Almost all of each disk managed by Swarm is devoted to storing “streams” – either replicated objects or segments of erasure coded objects. This "data region" can be categorized as:
· capacity - the size of the entire region – usually close to the physical size of the disk
· used - the portion of the disk consumed by streams and segments
· free - the portion of the disk immediately available for new object and segment writes
· trapped - the data region space requiring processing to be returned to free space
used + free + trapped = capacity
New writes to a disk consume free space and create used space as object replicas are written sequentially on the disk to maximize write performance. When objects or segments are deleted or relocated, they leave "holes" in the data region which are not immediately usable - these holes are termed trapped space. The process of converting that trapped space back into free space is called trapped space recovery or sometimes just defrag and requires scanning the disk sequentially and repacking (moving) objects to eliminate the trapped space – not unlike defragmentation in other storage systems. This process of moving most of the objects on a drive is quite expensive, and, because it is a background task using available resources which can vary widely with load, is not always very predictable. All other things being equal, the process is much more expensive in scenarios with a lot of small objects than it is in scenarios with a smaller number of large objects – this is why increasing Veeam block size is important, for example. This defrag process can also impact performance significantly in a busy cluster, so while there is sufficient available space, Swarm will give this process a low priority. As the urgency increases due to decreasing free space, Swarm will increase priority of trapped space recovery. Swarm is tuned to balance the need for free space (to accept new writes) with the load of this essential maintenance activity but in a busy system this balance is difficult to attain, and trapped space recovery can fall behind.

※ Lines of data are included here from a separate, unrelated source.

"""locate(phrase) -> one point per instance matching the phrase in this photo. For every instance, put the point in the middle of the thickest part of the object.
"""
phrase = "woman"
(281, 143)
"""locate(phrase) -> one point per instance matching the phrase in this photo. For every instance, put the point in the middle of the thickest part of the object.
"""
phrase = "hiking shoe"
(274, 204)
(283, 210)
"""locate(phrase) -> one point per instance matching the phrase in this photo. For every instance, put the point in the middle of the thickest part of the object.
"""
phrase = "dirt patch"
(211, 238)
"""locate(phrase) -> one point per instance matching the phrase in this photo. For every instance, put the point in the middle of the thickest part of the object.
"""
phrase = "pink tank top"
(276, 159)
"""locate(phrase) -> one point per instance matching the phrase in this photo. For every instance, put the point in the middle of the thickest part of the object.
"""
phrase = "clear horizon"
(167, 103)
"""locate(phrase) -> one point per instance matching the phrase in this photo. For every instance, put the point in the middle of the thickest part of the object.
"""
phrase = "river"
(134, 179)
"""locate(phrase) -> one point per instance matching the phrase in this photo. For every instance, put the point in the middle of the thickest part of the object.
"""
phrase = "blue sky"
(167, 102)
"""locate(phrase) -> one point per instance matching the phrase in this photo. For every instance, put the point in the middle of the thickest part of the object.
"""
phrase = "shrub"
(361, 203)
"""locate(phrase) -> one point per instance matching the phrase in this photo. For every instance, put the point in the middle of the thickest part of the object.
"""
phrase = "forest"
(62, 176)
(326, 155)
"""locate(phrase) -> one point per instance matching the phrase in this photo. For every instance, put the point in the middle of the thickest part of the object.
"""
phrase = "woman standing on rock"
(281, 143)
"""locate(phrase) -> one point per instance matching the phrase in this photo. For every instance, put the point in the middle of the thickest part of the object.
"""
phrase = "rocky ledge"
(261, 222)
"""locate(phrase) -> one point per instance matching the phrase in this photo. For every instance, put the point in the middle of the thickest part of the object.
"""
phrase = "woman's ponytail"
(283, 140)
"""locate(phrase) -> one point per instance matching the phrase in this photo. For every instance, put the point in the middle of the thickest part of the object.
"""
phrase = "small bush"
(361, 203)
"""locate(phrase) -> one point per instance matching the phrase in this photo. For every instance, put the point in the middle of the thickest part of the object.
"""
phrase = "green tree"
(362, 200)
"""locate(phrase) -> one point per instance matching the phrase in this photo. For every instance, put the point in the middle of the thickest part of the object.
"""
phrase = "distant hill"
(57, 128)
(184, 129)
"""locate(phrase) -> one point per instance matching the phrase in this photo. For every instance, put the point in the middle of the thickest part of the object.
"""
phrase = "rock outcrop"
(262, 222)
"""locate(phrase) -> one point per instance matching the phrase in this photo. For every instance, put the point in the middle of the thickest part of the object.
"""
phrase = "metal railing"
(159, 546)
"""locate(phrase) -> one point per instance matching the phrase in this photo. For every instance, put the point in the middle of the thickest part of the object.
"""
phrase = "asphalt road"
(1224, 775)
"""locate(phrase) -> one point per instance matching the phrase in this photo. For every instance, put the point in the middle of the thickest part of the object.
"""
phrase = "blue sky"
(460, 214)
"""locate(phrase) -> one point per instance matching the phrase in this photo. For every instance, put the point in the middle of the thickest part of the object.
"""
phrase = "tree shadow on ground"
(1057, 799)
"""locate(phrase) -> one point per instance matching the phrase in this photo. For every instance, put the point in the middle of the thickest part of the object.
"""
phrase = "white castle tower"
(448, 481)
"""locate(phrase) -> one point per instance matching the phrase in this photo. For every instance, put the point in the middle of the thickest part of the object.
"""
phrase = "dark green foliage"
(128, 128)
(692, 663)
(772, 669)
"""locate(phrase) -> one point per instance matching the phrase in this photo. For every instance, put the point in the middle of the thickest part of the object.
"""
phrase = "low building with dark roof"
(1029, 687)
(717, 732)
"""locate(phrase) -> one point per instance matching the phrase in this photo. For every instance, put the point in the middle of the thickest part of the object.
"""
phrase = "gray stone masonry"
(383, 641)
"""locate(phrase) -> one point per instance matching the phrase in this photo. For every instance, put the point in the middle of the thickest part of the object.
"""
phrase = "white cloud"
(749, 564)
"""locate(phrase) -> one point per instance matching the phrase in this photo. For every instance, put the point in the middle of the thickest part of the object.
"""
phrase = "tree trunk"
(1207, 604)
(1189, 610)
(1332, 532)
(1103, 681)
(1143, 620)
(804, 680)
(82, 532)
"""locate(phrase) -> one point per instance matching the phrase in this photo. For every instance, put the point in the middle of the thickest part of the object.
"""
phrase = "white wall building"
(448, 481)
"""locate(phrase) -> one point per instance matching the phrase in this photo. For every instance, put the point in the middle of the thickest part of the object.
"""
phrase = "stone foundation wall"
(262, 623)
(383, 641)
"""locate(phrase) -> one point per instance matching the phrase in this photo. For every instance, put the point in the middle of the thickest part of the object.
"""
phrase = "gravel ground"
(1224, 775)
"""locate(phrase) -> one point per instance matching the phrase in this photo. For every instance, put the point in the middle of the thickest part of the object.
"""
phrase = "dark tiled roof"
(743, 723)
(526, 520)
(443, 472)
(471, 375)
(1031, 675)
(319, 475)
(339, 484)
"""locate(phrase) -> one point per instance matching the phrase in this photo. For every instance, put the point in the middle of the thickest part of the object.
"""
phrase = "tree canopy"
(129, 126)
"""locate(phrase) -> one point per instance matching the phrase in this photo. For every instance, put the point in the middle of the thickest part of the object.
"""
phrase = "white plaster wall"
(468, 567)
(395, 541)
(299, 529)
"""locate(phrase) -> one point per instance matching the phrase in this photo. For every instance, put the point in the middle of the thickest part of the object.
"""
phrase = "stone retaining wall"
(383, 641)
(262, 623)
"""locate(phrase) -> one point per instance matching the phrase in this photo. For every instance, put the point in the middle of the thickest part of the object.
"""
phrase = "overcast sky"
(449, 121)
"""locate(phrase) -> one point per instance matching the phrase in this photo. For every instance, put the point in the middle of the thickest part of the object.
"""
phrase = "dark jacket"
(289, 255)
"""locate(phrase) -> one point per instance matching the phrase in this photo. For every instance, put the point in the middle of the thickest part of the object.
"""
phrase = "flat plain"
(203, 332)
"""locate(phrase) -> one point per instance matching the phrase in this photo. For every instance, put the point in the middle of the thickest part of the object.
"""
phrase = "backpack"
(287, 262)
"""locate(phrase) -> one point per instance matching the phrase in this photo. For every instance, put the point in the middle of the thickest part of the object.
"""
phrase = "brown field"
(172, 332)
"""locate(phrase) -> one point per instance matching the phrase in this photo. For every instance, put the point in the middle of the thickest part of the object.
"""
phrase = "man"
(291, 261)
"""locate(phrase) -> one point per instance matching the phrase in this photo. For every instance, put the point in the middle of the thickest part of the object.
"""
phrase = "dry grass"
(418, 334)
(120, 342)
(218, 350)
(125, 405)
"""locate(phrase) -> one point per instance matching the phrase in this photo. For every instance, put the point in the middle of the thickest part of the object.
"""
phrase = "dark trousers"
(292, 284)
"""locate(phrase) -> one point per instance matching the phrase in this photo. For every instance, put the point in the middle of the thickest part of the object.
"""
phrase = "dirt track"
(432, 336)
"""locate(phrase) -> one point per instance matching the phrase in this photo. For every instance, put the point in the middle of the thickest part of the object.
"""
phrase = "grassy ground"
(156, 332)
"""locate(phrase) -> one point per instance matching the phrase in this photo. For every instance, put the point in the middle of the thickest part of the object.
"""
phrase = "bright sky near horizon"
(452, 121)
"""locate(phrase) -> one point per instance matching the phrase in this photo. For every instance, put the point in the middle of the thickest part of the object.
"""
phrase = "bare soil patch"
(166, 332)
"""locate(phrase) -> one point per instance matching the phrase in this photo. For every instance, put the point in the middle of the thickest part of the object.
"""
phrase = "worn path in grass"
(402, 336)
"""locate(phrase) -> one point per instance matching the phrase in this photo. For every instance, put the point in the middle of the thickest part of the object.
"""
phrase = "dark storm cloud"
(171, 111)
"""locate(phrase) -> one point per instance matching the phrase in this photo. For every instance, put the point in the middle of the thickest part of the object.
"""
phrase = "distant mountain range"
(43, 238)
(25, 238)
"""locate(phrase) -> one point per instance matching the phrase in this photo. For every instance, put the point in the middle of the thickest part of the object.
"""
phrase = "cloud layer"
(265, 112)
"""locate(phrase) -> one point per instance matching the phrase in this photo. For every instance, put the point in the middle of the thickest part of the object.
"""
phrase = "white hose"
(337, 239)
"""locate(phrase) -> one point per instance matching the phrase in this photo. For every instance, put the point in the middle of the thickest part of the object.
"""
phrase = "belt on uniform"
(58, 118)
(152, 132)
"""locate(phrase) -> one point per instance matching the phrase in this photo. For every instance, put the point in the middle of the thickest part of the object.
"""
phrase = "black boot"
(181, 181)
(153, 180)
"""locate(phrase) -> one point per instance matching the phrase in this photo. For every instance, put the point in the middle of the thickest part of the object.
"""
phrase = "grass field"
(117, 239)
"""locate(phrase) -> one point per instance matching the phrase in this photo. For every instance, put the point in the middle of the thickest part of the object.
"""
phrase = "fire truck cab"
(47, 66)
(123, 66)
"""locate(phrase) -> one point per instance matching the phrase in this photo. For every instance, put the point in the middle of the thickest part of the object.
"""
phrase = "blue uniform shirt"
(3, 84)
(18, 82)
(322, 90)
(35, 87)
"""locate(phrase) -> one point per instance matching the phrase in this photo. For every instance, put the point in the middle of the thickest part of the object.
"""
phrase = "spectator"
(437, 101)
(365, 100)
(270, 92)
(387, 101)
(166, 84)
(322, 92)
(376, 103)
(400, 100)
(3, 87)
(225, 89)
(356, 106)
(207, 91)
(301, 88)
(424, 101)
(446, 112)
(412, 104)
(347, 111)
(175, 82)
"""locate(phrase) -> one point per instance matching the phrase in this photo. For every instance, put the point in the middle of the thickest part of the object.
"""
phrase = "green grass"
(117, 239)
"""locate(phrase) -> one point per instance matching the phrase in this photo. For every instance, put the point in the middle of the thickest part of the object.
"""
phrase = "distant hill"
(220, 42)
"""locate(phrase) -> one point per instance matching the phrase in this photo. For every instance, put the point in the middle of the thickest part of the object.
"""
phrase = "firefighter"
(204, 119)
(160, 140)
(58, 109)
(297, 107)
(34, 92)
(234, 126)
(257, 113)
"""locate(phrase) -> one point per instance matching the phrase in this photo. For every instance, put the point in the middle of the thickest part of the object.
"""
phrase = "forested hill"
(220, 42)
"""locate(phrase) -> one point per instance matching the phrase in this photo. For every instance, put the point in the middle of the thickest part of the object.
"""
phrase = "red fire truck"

Trapped space recovery takes significantly more time and system resources when disks are nearly full. In clusters with a high delete load, the best strategy is to maximize object size and to keep the disks at no more than 70-80% full. Denser or slower disks are also problematic here. Allowing disks to get too full results in situations where trapped space recovery can no longer keep up with the write load. Erasure coding, which converts a large object to a lot of smaller objects, contributes – in high turnover situations it may be preferable to use replication rather than erasure coding.
While it is possible to allocate more system resources to trapped space recovery, doing so both impacts performance and reduces resources available for data protection verification, so this isn’t desirable except in dire emergencies.
In future releases, Swarm will extend support to dual actuator drives, which may become the disk of choice for high turn-over use cases, but these are currently not supported because Swarm’s data protection algorithms don’t take into account that what appear to the OS to be two drives actually share a single physical device and thus represent a potential unit of failure.